Auguste Herbin (1882-1960)
Artist's Resale Right ("Droit de Suite"). Artist's… Read more FROM AN IMPORTANT BELGIAN COLLECTION AUGUSTE HERBIN (1882-1960) Having worked through post-impressionist and fauve phases while in his early twenties, Auguste Herbin painted his first cubist pictures in 1909, closely following Pablo Picasso and Georges Braque. Even at this time, he displayed a strong predilection for geometry in his compositions, and he was drawn to the Section d'Or group around the Duchamp brothers, who mingled their Cubism with extra-pictorial elements drawn from philosophy and mathematics. They called themselves the Section d'Or, a name derived from the theoretical works of Pythagoras and Leonardo da Vinci concerning the ideal proportions of the human body. Herbin participated in their second and final group show at the Galerie La Boétie in October 1912, which marked the climax of Cubism as a collective endeavor. Herbin's synthetic cubist phase emphasized flattened geometric forms married to pure, unmodeled colour, and his work after the end of the war in 1918 represented a further distillation of purely formal elements, in which he eventually discarded conventional subject matters. After working in a neo-classical figurative style from 1922 to 1926, he again turned completely abstract, creating baroque curvilinear compositions that, while flat, imply a multi-layered spatial dimension. Together with Georges Vantongerloo, Jean Arp, Albert Gleizes, Jean Hélion and Franz Kupka, Herbin helped found the Abstraction-Crétion group in 1931. By 1940, influenced by the esoteric philosophy of Rudolf Steiner, the colour theories of Wolfgang von Goethe and the medieval art of alchemy, Herbin had formulated his own synthesis of philosophy, music, language, colour and form, which he codified in his Alphabet plastique. His intent was to "escape from the object and to find again the word and creative action" (quoted in D. René, Herbin the Plastic Alphabet, exh. cat., Galerie Denise Ren, New York 1973). He used this system to create entirely flat geometrical compositions that, when compared to the abstractions of the 1930s, are classically balanced, in many instances almost serene, and evoke a transcendent spiritual state. Destruction--creative, negative--positive; the alphabet has the attributes of any great discovery. Through it, Herbin was able to achieve the purest abstraction, to become the master and founder of abstraction in France, a creator of an exceptional originality and richness.

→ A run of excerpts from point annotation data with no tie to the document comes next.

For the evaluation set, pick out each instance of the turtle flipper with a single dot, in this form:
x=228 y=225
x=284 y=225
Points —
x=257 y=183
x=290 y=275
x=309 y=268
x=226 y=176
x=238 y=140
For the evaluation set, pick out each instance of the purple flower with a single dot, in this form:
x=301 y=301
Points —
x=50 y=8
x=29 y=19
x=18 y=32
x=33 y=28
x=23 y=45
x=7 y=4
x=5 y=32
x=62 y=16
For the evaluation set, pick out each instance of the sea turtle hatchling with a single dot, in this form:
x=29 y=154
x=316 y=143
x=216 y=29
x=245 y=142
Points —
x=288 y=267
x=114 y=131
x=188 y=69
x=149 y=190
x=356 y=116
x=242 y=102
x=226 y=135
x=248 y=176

Auguste Herbin (1882-1960)

Oiseau

Details
Auguste Herbin (1882-1960)
Oiseau
signed and dated 'Herbin 1946' (lower right) and titled 'oiseau' (lower left)
oil on canvas
98.5 x 72 cm.
Painted in 1946
Provenance
Bought by the family of the present owners in 1967.
Special Notice
Artist's Resale Right ("Droit de Suite"). Artist's Resale Right Regulations 2006 apply to this lot, the buyer agrees to pay us an amount equal to the resale royalty provided for in those Regulations, and we undertake to the buyer to pay such amount to the artist's collection agent.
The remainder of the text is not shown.